Step 2: Address Your Feelings

Keeping your emotions in check is also essential before you address your money problems. Here are some of the steps you can take to manage the emotional strain that accompanies financial stress:

  • Talk to someone: Staying connected is an important part of being mentally healthy. Talking to someone about your financial problems can be one of the most effective ways to relieve stress and start feeling better.
  • Treat signs of addiction: Stressful times can bring back bad habits. If you struggle with addiction, take steps to address it.
  • Take time to recharge: Even in the middle of a crisis, you need to put aside time to recharge and relax. Whether it's going outside or picking up a book you've been meaning to read, it's important take time to relax at least once each day.

Step 3: Look at Your Finances

Now that you have cleared your mind and are better able to focus, it's finally time to take an honest look at your actual financial problems.

Before you can start addressing these challenges, it's important to break them down into different categories. This will make your money problems seem less overwhelming and more approachable.

Finance professionals recommends breaking up your challenges into the following categories:

  • Important and changeable: These challenges have a large impact on your financial stress levels and can be changed by taking action.
  • Important and unchangeable: These challenges also have a large impact on your financial stress levels but can't be changed.
  • Not Important and changeable: These changeable challenges are irritating and can increase your stress levels, they but don't truly contribute to your financial stress levels.
  • Not Important and unchangeable: These are irritating challenges that can increase your stress levels and can't be changed, but they don't truly contribute to your financial stress levels.

Step 4: Seek Professional Support

Once you have acknowledged which challenges are unchangeable and have identified your most important challenges, you can seek professional support. Financial professionals will be able to connect you with methods and resources to effectively tackle your challenges.

Seeking out support to help address your money problems is important during the coronavirus pandemic. The federal and Maryland state governments have released new government assistance and relief programs, including stimulus checks, enhanced unemployment benefits, small business loans and more.

Financial and other professionals will be most up-to-date on these new programs related to the coronavirus pandemic, and can recommend government programs that are right for you.

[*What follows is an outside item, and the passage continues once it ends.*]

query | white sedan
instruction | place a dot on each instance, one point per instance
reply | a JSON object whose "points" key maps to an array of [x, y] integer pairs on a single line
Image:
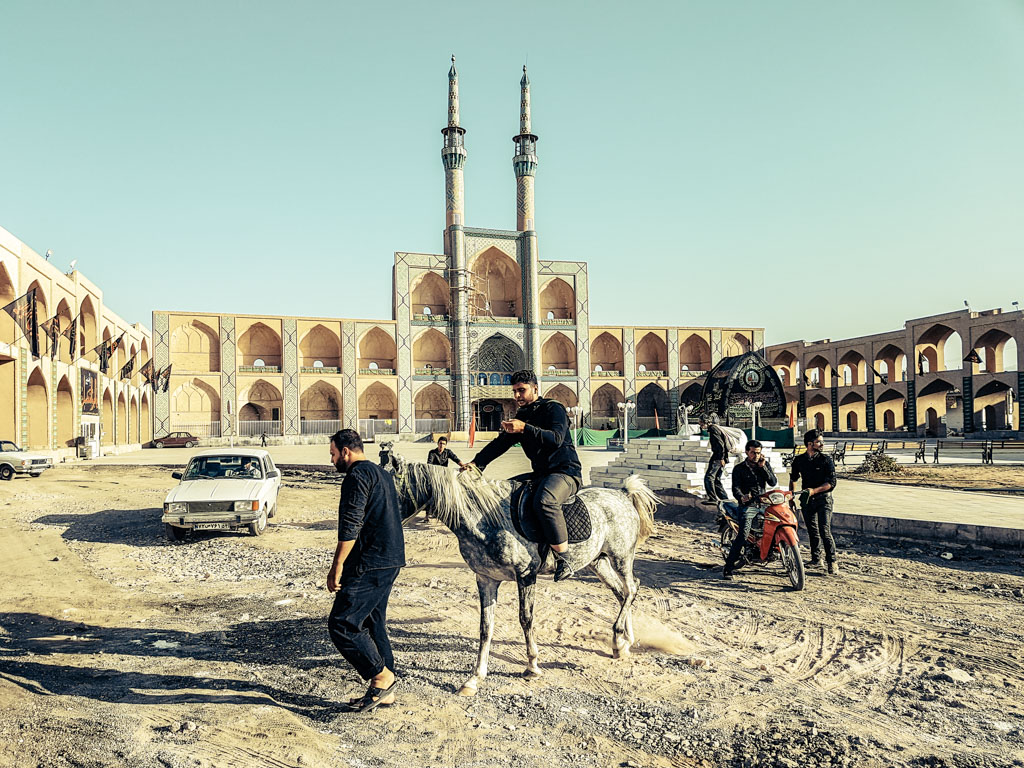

Here are the resources you should seek out, depending on your specific financial challenges:

  • Credit card debt or budget problems: Connect with a certified credit-counseling agency to get a free consultation. They will review your debt relief options and evaluate your budget.
  • Mortgage challenges: Find a HUD-certified housing counselor that you can consult.
  • Student loans: Visit to review your relief options or call your loan servicer directly to discuss your situation.
  • Tax debt: Tax professionals or certified public accountants can help you set up a settlement plan with the IRS for relief options.
  • Medical debt: Call your health care provider directly rather than the collector. They may be able to set up a payment plan for you.

Step 5: Stick to the Plan

After consulting with the appropriate professionals to develop a plan, now you just need to stay the course. Here are a few things to keep in mind during your financial recovery:

  • Stick to the plan: You have taken the time to consult with professionals and find the solutions to your financial challenges. Now it's time to stick to the plan, no matter how difficult. You should begin to feel the financial stress lift.
  • Remember that nothing lasts forever: Your credit can recover and will be able to get back to the financial state you want to be in. You have a path to move forward and that's the most important part!
  • Accept change: Change can be uncomfortable, but it's often necessary for relieving financial stress. Try to see the changes you're making as new opportunities.
  • Practice gratitude: Coping with money problems and financial stress can be overwhelming, but remember to take time to practice gratitude. Be thankful for each day. You are taking essential steps toward financial stability.